NumPy Where: Understanding np.where()

The NumPy where() function is like a vectorized switch that you can use to combine two arrays. For example, let’s say you have an array with some data called df.revenue and you want to create a new array with 1 whenever an element in df.revenue is more than one standard deviation from the mean and -1 for all other elements.

This is a perfect use case for np.where(). First, create a boolean array for your conditional, and then call np.where():

import numpy as np
import pandas as pd

df = pd.read_csv("https://jbencook.s3.amazonaws.com/data/dummy-sales.csv")
condition = np.abs(df.revenue - df.revenue.mean()) > df.revenue.std()

np.where(condition, 1, -1)

# Expected result
# array([ 1, -1, -1,  1, -1, -1, -1, -1,  1,  1, -1,  1, -1, -1,  1,  1, -1,
#        -1, -1,  1, -1, -1, -1, -1,  1,  1,  1,  1,  1,  1])

The arguments to np.where() are:

condition: a NumPy array of elements that evaluate to True or False
x: an optional array-like result for elements that evaluate to True
y: an optional array-like result for elements that evaluate to False

The elements of condition don’t actually need to have a boolean type as long as they can be coerced to a boolean (e.g. non-zero integers are interpreted as True). Also, both x and y are optional, but if you provide one, you need to provide both. Additionally, the input arrays can have any shape so you can use this as a multi-dimensional switch.

One thing to watch out for: the return value takes a different form if you don’t supply x and y. In that case, np.where() returns the indices of the true elements (for a 1-D vector) and the indices for all axes where the elements are true for higher dimensional cases. This is equivalent to np.argwhere() except that the index arrays are split by axis.

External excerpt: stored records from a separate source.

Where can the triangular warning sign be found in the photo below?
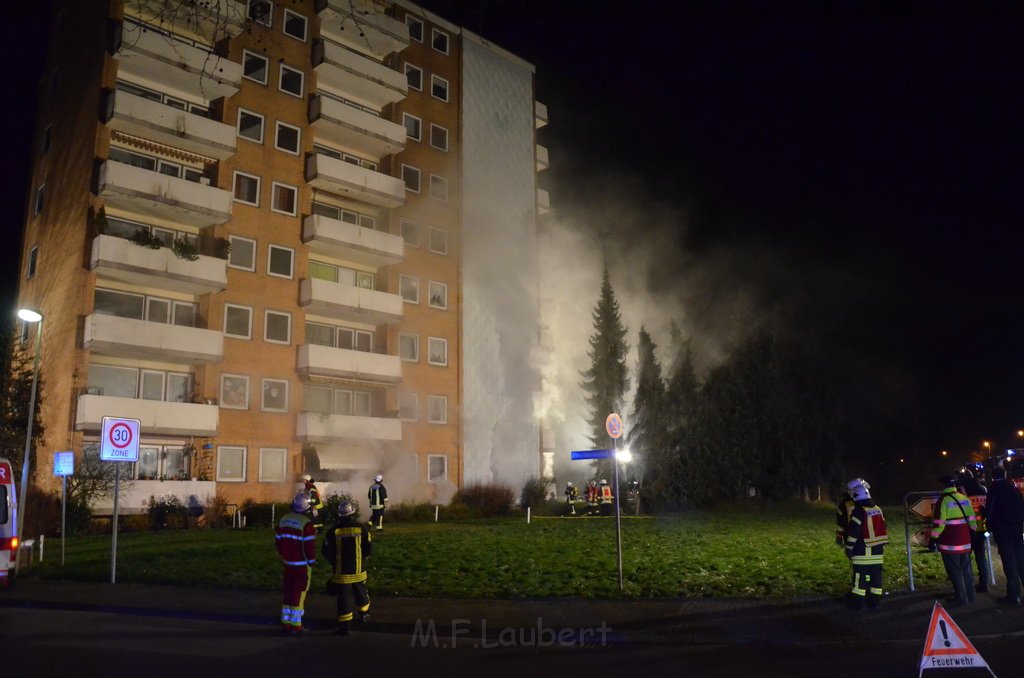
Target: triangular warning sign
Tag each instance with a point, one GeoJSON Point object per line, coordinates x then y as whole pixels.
{"type": "Point", "coordinates": [946, 646]}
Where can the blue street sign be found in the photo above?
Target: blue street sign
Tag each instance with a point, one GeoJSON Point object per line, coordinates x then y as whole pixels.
{"type": "Point", "coordinates": [591, 454]}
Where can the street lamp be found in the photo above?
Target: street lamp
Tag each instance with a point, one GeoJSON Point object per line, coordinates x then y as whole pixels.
{"type": "Point", "coordinates": [29, 315]}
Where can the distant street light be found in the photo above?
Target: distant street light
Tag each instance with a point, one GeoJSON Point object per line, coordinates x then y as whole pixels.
{"type": "Point", "coordinates": [29, 315]}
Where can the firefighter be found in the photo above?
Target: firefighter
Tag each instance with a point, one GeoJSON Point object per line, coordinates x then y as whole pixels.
{"type": "Point", "coordinates": [954, 520]}
{"type": "Point", "coordinates": [295, 539]}
{"type": "Point", "coordinates": [865, 539]}
{"type": "Point", "coordinates": [592, 497]}
{"type": "Point", "coordinates": [571, 495]}
{"type": "Point", "coordinates": [346, 546]}
{"type": "Point", "coordinates": [315, 505]}
{"type": "Point", "coordinates": [976, 492]}
{"type": "Point", "coordinates": [378, 502]}
{"type": "Point", "coordinates": [606, 498]}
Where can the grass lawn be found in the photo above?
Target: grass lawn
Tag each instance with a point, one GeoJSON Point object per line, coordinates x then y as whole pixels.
{"type": "Point", "coordinates": [772, 552]}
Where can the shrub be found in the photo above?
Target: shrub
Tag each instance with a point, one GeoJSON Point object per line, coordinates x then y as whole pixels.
{"type": "Point", "coordinates": [485, 501]}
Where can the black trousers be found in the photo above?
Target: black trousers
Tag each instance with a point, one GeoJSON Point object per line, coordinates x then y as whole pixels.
{"type": "Point", "coordinates": [347, 595]}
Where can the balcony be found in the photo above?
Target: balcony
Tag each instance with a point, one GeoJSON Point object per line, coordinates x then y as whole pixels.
{"type": "Point", "coordinates": [175, 67]}
{"type": "Point", "coordinates": [157, 417]}
{"type": "Point", "coordinates": [347, 302]}
{"type": "Point", "coordinates": [543, 202]}
{"type": "Point", "coordinates": [339, 177]}
{"type": "Point", "coordinates": [151, 194]}
{"type": "Point", "coordinates": [348, 364]}
{"type": "Point", "coordinates": [370, 31]}
{"type": "Point", "coordinates": [351, 243]}
{"type": "Point", "coordinates": [347, 126]}
{"type": "Point", "coordinates": [542, 159]}
{"type": "Point", "coordinates": [127, 337]}
{"type": "Point", "coordinates": [315, 427]}
{"type": "Point", "coordinates": [120, 259]}
{"type": "Point", "coordinates": [353, 77]}
{"type": "Point", "coordinates": [206, 22]}
{"type": "Point", "coordinates": [158, 122]}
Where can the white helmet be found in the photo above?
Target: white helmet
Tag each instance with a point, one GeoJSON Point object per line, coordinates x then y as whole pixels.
{"type": "Point", "coordinates": [301, 503]}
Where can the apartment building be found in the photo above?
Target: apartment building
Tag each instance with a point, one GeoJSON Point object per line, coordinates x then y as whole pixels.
{"type": "Point", "coordinates": [288, 238]}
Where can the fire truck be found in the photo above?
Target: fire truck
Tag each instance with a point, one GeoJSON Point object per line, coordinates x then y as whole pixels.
{"type": "Point", "coordinates": [8, 524]}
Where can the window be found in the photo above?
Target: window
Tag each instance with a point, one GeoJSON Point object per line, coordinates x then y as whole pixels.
{"type": "Point", "coordinates": [278, 327]}
{"type": "Point", "coordinates": [413, 126]}
{"type": "Point", "coordinates": [295, 25]}
{"type": "Point", "coordinates": [235, 391]}
{"type": "Point", "coordinates": [291, 81]}
{"type": "Point", "coordinates": [261, 11]}
{"type": "Point", "coordinates": [242, 253]}
{"type": "Point", "coordinates": [246, 188]}
{"type": "Point", "coordinates": [411, 176]}
{"type": "Point", "coordinates": [284, 198]}
{"type": "Point", "coordinates": [438, 187]}
{"type": "Point", "coordinates": [409, 407]}
{"type": "Point", "coordinates": [288, 138]}
{"type": "Point", "coordinates": [254, 67]}
{"type": "Point", "coordinates": [410, 289]}
{"type": "Point", "coordinates": [438, 241]}
{"type": "Point", "coordinates": [438, 136]}
{"type": "Point", "coordinates": [409, 347]}
{"type": "Point", "coordinates": [238, 322]}
{"type": "Point", "coordinates": [437, 409]}
{"type": "Point", "coordinates": [437, 350]}
{"type": "Point", "coordinates": [437, 295]}
{"type": "Point", "coordinates": [415, 77]}
{"type": "Point", "coordinates": [251, 126]}
{"type": "Point", "coordinates": [438, 41]}
{"type": "Point", "coordinates": [274, 395]}
{"type": "Point", "coordinates": [30, 269]}
{"type": "Point", "coordinates": [230, 464]}
{"type": "Point", "coordinates": [279, 261]}
{"type": "Point", "coordinates": [272, 464]}
{"type": "Point", "coordinates": [436, 468]}
{"type": "Point", "coordinates": [438, 88]}
{"type": "Point", "coordinates": [415, 28]}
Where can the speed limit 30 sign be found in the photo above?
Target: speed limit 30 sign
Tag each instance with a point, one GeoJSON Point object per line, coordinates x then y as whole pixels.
{"type": "Point", "coordinates": [119, 440]}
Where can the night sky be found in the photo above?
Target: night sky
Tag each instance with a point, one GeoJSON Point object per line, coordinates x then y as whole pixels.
{"type": "Point", "coordinates": [869, 157]}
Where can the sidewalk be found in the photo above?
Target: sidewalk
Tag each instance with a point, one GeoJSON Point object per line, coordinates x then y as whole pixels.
{"type": "Point", "coordinates": [903, 616]}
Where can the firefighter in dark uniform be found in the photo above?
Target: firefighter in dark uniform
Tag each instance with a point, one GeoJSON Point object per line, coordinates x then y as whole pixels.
{"type": "Point", "coordinates": [315, 512]}
{"type": "Point", "coordinates": [378, 502]}
{"type": "Point", "coordinates": [346, 547]}
{"type": "Point", "coordinates": [866, 537]}
{"type": "Point", "coordinates": [295, 539]}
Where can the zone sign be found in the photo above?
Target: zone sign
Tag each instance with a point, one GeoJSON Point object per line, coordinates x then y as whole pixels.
{"type": "Point", "coordinates": [119, 440]}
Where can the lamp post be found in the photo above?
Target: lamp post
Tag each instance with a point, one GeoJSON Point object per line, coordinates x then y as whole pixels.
{"type": "Point", "coordinates": [29, 315]}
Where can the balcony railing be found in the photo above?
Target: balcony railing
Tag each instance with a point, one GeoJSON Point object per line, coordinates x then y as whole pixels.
{"type": "Point", "coordinates": [344, 125]}
{"type": "Point", "coordinates": [157, 417]}
{"type": "Point", "coordinates": [158, 122]}
{"type": "Point", "coordinates": [120, 259]}
{"type": "Point", "coordinates": [348, 364]}
{"type": "Point", "coordinates": [351, 243]}
{"type": "Point", "coordinates": [168, 65]}
{"type": "Point", "coordinates": [354, 77]}
{"type": "Point", "coordinates": [348, 302]}
{"type": "Point", "coordinates": [315, 427]}
{"type": "Point", "coordinates": [370, 30]}
{"type": "Point", "coordinates": [337, 176]}
{"type": "Point", "coordinates": [127, 337]}
{"type": "Point", "coordinates": [151, 194]}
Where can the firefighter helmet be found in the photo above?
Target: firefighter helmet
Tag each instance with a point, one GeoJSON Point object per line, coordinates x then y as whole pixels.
{"type": "Point", "coordinates": [301, 503]}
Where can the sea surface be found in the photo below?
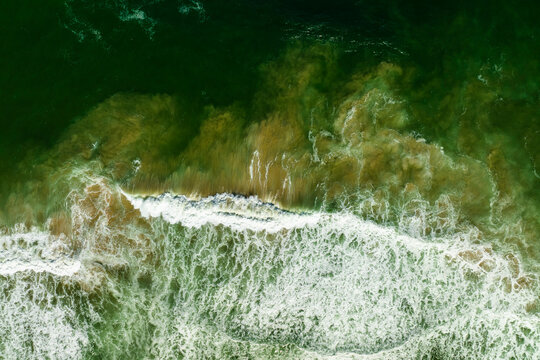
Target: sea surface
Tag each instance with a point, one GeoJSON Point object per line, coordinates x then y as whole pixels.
{"type": "Point", "coordinates": [203, 179]}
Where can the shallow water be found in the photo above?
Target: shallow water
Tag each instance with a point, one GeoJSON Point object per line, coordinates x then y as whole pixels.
{"type": "Point", "coordinates": [200, 179]}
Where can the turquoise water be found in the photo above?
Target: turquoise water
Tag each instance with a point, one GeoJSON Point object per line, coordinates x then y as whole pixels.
{"type": "Point", "coordinates": [269, 180]}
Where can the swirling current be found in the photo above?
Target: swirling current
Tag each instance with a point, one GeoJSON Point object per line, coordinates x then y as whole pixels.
{"type": "Point", "coordinates": [188, 179]}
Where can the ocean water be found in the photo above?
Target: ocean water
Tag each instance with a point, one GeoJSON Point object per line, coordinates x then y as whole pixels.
{"type": "Point", "coordinates": [191, 179]}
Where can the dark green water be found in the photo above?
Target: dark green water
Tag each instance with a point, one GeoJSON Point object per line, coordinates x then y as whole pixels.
{"type": "Point", "coordinates": [408, 132]}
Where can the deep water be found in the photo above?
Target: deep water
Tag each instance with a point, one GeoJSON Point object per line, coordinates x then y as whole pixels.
{"type": "Point", "coordinates": [190, 179]}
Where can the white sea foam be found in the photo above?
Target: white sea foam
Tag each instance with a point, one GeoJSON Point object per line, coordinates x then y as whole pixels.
{"type": "Point", "coordinates": [35, 251]}
{"type": "Point", "coordinates": [236, 212]}
{"type": "Point", "coordinates": [339, 286]}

You can see how this works by calling np.stack() on the result of np.where():

x = np.eye(4)
np.stack(np.where(x), -1) == np.argwhere(x)

# Expected result
# array([[ True,  True],
#        [ True,  True],
#        [ True,  True],
#        [ True,  True]])

This makes np.where() without the x and y inputs equivalent to calling the .nonzero() method on the condition array:

np.stack(x.nonzero(), -1) == np.argwhere(x)

# Expected result
# array([[ True,  True],
#        [ True,  True],
#        [ True,  True],
#        [ True,  True]])

Multi-dimensional binary cross entropy

Now that we know how the API works, let’s look at another example: multi-dimensional binary cross entropy. Say we have a 3-D array of binary class probabilities yhat and a 3-D array of binary labels y. The one-liner formula for binary cross-entropy is the following:

-(y * np.log(yhat) + (1 - y) * np.log(1 - yhat)).mean()

This does work in the multi-dimensional case because NumPy defaults to element-wise operations. The multiplication of y and 1 - y times the log terms function like switches. When y == 1 the first term is included and when y == 0 the second term is included:

np.random.seed(1)

yhat = np.random.uniform(size=(3, 3, 3))
y = np.random.randint(0, 2, size=(3, 3, 3))

-(y * np.log(yhat) + (1 - y) * np.log(1 - yhat)).mean()

# Expected result
# 1.221865004504288

But we can accomplish the same thing with np.where():

-np.where(y, np.log(yhat), np.log(1 - yhat)).mean()

# Expected result
# 1.221865004504288

Pretty cool! This is not necessarily a better implementation in any important way, but it does make the purpose of the y and 1 - y terms very clear.